Sem perceber, Nicolas se aproximava da cerca onde, a cada aproximadamente cinco minutos, algum soldado aparecia para raptar um deles. E foi lá, agarrando a tela com as mãos e olhando para o outro lado, que o garoto encontrou seu companheiro. Estava de costas para ele, com os olhos vidrados nos acontecimentos atrás daquela grade.

Uma onda gigantesca de alívio percorreu seu corpo enquanto ele corria para Alan, gritando seu nome milhares de vezes. O garoto virou, procurando a voz que o chamava, e logo se apressou na direção de Nicolas. Os corpos se chocaram um contra o outro num abraço explosivo e reconfortante. O coração de um batia contra o do outro. Lágrimas despejaram dos quatro olhos; pela primeira vez naquele local, Nicolas se sentia feliz, podia se sentir alegre. Eles juntaram as testas, Alan colocando as mãos no rosto úmido de seu marido, ambos trêmulos dos pés às cabeças.

— Pensei que tinha morrido... — falou Nicolas, com a voz fraca e rouca.

— Eu estou aqui — tranquilizou o outro. — Estou aqui e você também. Estamos juntos...

Os lábios se encontraram no instante seguinte, passando conforto e energia. Força para continuar. Fogos de artifício explodiam na cabeça de Nicolas. Contudo, o clima logo foi destruído pelos disparos próximos, seguidos de gritos histéricos. Os dois interromperam o momento para olhar na direção do barulho, bem a tempo de presenciar o soldado na torre fuzilando pessoas correndo do outro lado da cerca.

— Eles vão nos matar... — falou Nicolas para seu parceiro, deixando claro o seu medo. — Vão nos ver juntos e vão nos matar...

Alan negou com a cabeça de forma rápida e constante, se mostrando resistente à opressão.

— Não — ele respondeu, convicto. — Eu não vou deixar. Eles não vão encostar um dedo na gente. Vamos fugir desse lugar.
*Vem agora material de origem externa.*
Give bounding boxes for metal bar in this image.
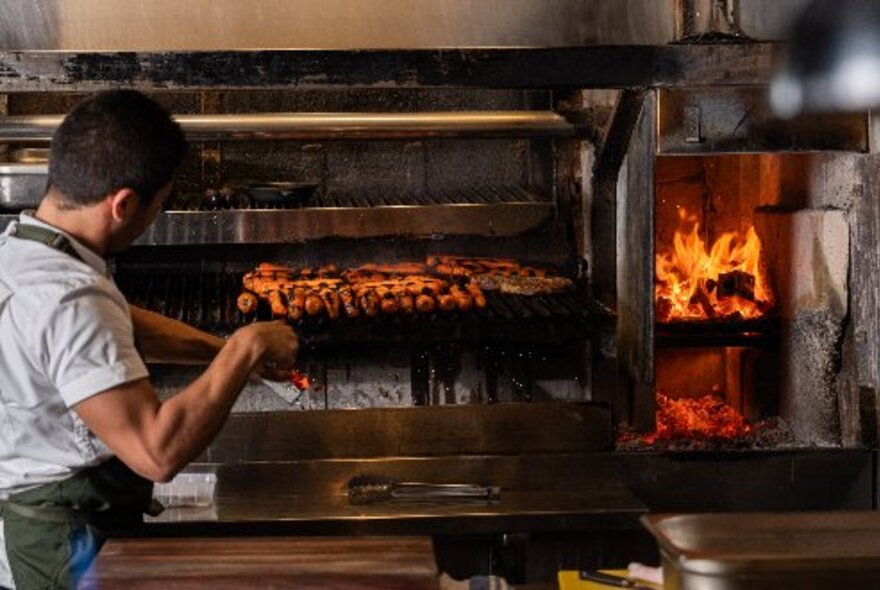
[0,111,577,141]
[0,43,782,92]
[474,187,501,205]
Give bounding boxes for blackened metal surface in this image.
[654,318,780,347]
[136,202,554,246]
[146,485,645,535]
[850,154,880,398]
[177,450,875,512]
[0,110,578,142]
[134,450,874,535]
[0,44,778,92]
[619,449,875,512]
[199,403,612,463]
[658,87,868,154]
[590,90,647,307]
[612,91,657,430]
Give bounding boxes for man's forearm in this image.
[129,305,225,365]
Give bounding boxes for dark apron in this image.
[0,225,162,590]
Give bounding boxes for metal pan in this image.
[243,182,318,207]
[0,164,49,210]
[642,511,880,590]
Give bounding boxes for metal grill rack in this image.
[116,269,613,347]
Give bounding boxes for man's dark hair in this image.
[49,90,186,207]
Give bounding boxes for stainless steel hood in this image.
[0,0,806,51]
[0,0,677,51]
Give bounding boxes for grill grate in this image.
[116,269,608,345]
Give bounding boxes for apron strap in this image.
[0,500,90,526]
[9,223,85,263]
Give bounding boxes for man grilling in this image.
[0,91,298,590]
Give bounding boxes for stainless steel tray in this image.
[642,512,880,590]
[0,163,49,209]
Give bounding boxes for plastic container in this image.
[153,473,217,508]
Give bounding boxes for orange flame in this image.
[654,208,773,322]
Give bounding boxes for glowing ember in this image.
[646,392,752,444]
[654,208,773,322]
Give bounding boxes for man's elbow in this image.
[128,453,186,483]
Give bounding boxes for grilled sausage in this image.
[437,293,455,311]
[360,289,382,318]
[382,291,400,315]
[268,291,287,318]
[339,287,361,318]
[321,289,342,320]
[235,291,259,315]
[467,281,486,309]
[416,293,437,313]
[305,291,324,317]
[449,285,474,311]
[397,292,416,315]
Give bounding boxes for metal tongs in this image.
[348,478,501,504]
[261,369,312,405]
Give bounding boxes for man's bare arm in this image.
[129,305,226,365]
[74,322,299,481]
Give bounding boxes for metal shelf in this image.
[0,188,555,246]
[654,317,779,348]
[0,111,578,141]
[135,203,554,246]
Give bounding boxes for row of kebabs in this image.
[238,256,567,321]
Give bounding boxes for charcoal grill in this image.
[0,0,880,582]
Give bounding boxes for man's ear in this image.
[107,188,140,221]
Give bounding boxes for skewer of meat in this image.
[287,287,306,321]
[235,291,259,315]
[320,288,342,320]
[449,285,474,311]
[267,291,287,318]
[381,291,400,315]
[397,291,416,315]
[467,281,486,309]
[437,293,455,311]
[305,291,325,317]
[358,289,382,318]
[415,293,437,313]
[339,287,361,318]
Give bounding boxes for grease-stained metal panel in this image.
[617,92,657,430]
[0,0,675,51]
[659,86,868,154]
[206,402,612,463]
[0,43,780,92]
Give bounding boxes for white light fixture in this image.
[770,0,880,117]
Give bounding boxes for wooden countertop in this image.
[79,537,438,590]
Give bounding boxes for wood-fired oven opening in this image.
[620,154,848,448]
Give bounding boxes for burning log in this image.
[716,270,755,301]
[690,279,716,319]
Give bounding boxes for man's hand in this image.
[230,320,299,381]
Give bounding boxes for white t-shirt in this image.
[0,214,148,587]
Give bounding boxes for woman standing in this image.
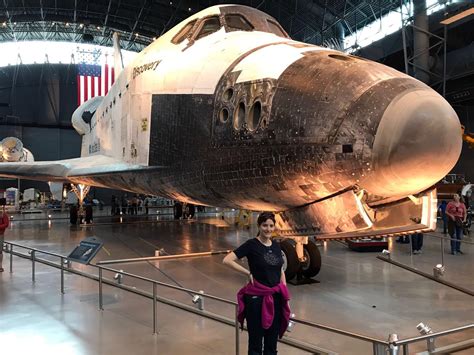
[446,194,467,255]
[0,205,10,272]
[223,212,290,355]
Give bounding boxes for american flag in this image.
[77,57,115,106]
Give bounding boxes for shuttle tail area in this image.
[277,189,437,240]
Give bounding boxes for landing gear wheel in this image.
[280,240,300,280]
[301,240,321,279]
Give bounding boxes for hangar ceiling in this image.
[0,0,406,51]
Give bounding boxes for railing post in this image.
[31,250,35,282]
[10,244,13,274]
[99,266,104,311]
[61,256,64,294]
[426,338,436,354]
[235,304,240,355]
[153,282,158,334]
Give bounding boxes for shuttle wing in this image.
[0,155,160,181]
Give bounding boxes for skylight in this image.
[344,0,453,53]
[0,41,137,67]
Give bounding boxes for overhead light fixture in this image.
[192,290,204,311]
[440,7,474,25]
[416,322,433,335]
[114,270,123,285]
[286,313,295,333]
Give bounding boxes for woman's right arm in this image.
[222,251,253,283]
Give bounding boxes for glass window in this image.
[196,16,221,40]
[225,14,253,31]
[267,20,288,38]
[171,20,197,44]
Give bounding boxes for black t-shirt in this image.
[234,238,283,287]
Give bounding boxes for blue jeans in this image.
[448,219,463,253]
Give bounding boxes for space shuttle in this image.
[0,5,462,277]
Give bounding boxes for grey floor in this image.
[0,210,474,355]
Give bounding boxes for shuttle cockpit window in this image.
[195,16,221,40]
[171,20,197,44]
[225,14,254,31]
[267,19,288,38]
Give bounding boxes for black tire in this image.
[301,240,321,278]
[280,239,300,281]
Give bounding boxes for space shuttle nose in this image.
[365,89,462,197]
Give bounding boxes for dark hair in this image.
[257,212,276,225]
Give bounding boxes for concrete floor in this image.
[0,210,474,354]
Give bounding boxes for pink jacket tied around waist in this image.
[237,280,290,338]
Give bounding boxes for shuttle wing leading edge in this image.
[0,155,159,182]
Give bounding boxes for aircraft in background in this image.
[0,5,462,278]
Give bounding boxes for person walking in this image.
[446,194,467,255]
[438,200,448,234]
[223,212,290,355]
[0,205,10,272]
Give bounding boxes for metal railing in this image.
[3,241,474,355]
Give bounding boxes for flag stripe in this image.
[77,75,82,106]
[77,56,115,105]
[104,63,109,95]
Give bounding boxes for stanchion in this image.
[153,283,157,334]
[10,244,13,274]
[235,305,240,355]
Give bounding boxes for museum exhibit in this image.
[0,0,474,355]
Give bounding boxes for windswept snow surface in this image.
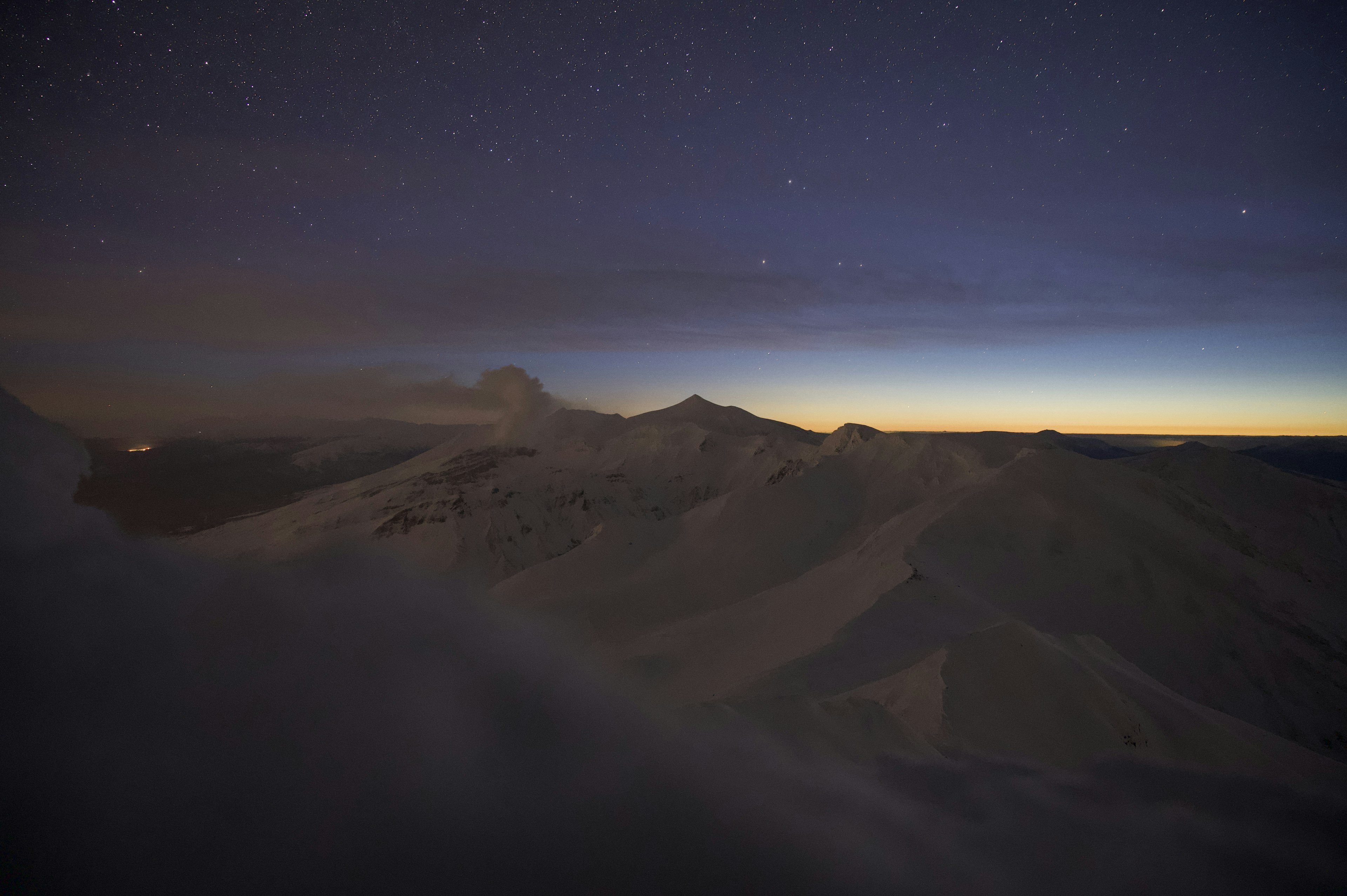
[186,396,1347,781]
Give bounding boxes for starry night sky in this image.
[0,0,1347,432]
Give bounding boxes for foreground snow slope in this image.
[189,396,1347,779]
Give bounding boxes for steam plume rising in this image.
[0,389,1347,893]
— Fugir? — Nicolas engoliu em seco, olhando diretamente para os corpos recém-mortos sendo recolhidos por soldados.

— Não vamos acabar como eles — falou, adivinhando os pensamentos do outro. — Nós temos um plano.

O rapaz estranhou ao ouvir isso.

— Nós? — indagou.

Alan escorregou suas mãos pelos braços de Nicolas, até entrelaçarem os dedos. Ele puxou o garoto com delicadeza para perto da cerca, onde ele pôde ver uma garota de cabelos curtos e loiros junto com um rapaz bem alto e forte os observando. O desconhecido usava um piercing no septo que se destacava em seu rosto. Nicolas ficou imaginando por quanto tempo eles ainda deixariam usar acessórios como aquele.

— Esses são Lídia e Carlos — apresentou Alan. Os dois eram muito diferentes um do outro: Lídia era baixa, loira, de olhos e pele claros; Carlos era negro, careca, de olhos escuros. Mesmo assim, pareciam ter idades semelhantes. Eram jovens, assim como os amantes. Apesar do cabelo bem curto, a franja da garota cobria toda sua testa. — Eles vão nos ajudar a sair daqui.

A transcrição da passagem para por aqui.